Hermione's heart was hammering away in her chest now, but her exterior facade was the epitome of calm as she mused over his words, the entire risqué-ness of their spontaneous little banter sending her audacity level soaring and her risk-assessment skills plunging. She hovered undecidedly over the words, separately feeling each one out in her mouth and trying them on for size... and, before she lost her confidence, she asked coolly, "And does that offer include room service as well?"

Instantly, but to her amusement rather than her embarrassment, a high-pitched, reprimanding little voice that sounded suspiciously like Mrs Weasley rattled in the back of her mind, OH MY HEAVENS, HERMIONE GRANGER NEFERTARI, WHATWOULD YOUR MOTHER SAY? Well, thank Merlin they were sitting at the farthest end of the table!

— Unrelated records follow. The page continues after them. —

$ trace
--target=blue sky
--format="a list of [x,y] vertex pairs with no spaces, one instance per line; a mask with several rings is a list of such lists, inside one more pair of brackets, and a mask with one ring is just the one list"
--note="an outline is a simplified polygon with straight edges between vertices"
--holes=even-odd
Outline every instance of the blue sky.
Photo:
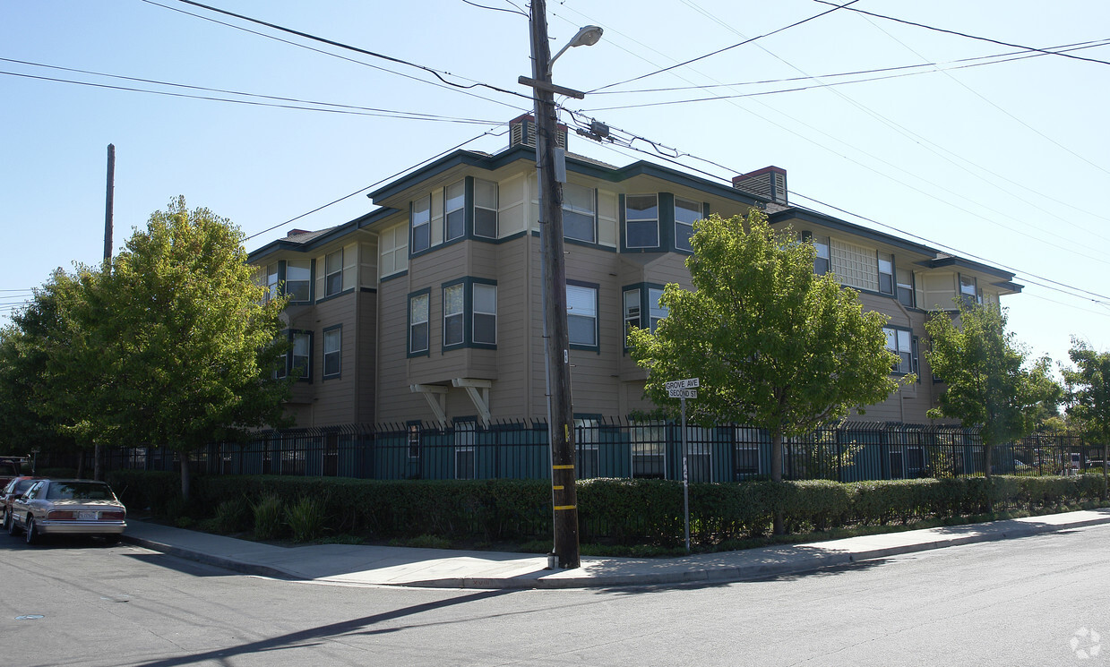
[[[527,95],[516,83],[531,74],[517,13],[526,4],[475,2],[486,8],[212,0],[455,83]],[[596,118],[630,144],[573,137],[571,150],[613,164],[677,159],[723,180],[781,166],[793,203],[1017,273],[1025,292],[1003,305],[1033,354],[1066,360],[1073,335],[1110,348],[1110,213],[1101,206],[1110,46],[1099,46],[1110,39],[1110,6],[859,0],[851,9],[965,36],[850,9],[787,28],[829,9],[814,0],[552,2],[553,51],[579,26],[605,29],[555,65],[556,83],[595,91],[565,101],[576,115],[564,121]],[[1068,51],[1074,58],[1022,49],[1066,44],[1083,48]],[[100,260],[109,143],[117,247],[183,194],[258,234],[246,242],[254,249],[365,213],[371,185],[452,146],[500,150],[503,123],[531,108],[524,97],[444,85],[426,70],[176,0],[0,0],[0,58],[9,249],[0,322],[51,270]],[[858,79],[875,80],[828,85]],[[290,108],[325,109],[317,102],[329,111]]]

Tom's eyebrows shot up at the question before he theatrically frowned and broodingly cocked his head to the right, scribbling some figures down on an imaginary pad of paper as if he was seriously considering it. Finally, he lifted his shoulders in a shrug. "I do apologise, but that's going to cost you a whole lot extra, I'm afraid". "You prat!" Hermione lightly exclaimed with a laugh, elbowing an amused Tom sharply. "Just pour it before I die of thirst!"

And then what Hermione had labelled "The Smile" made its short-lived but shining appearance— the smile that displayed a bright flash of crinkled lines of amusement around the edges of his grey eyes, and lit up Tom's face to such an extent that he appeared leagues older, but in not in the literal way — older in that he seemed more mature, more open, and just a whole lot happier.

His smile disappeared as quickly as it came, however, and he deftly picked up the pitcher and tipped it to the edge of her goblet before filling his. Hermione glanced over at him again, her own grin leaving her face but not her eyes. "Now, honestly tell me... This isn't so bad, is it?"

"It's a bit hard to say", he responded ambiguously, and unexpectedly stretched one long arm around her back, plucking a bowl of rolls off the table near her far elbow. Obviously, he was also forced to fully lean against her in the process so that even she slanted over to the left... But, rather than beating him off, Hermione playfully arched one thin eyebrow, glancing at him sideways as he briefly pressed the lower half of his jaw against her head so that his mouth was directly above her ear.

Any remaining thought of her friends' reactions to the idea of her having a close relationship with Tom Riddle was deemed totally and completely inconsequential by Hermione as his warm breath caressed her skin, and she smiled as he said in a low voice, "I haven't even tried the food yet".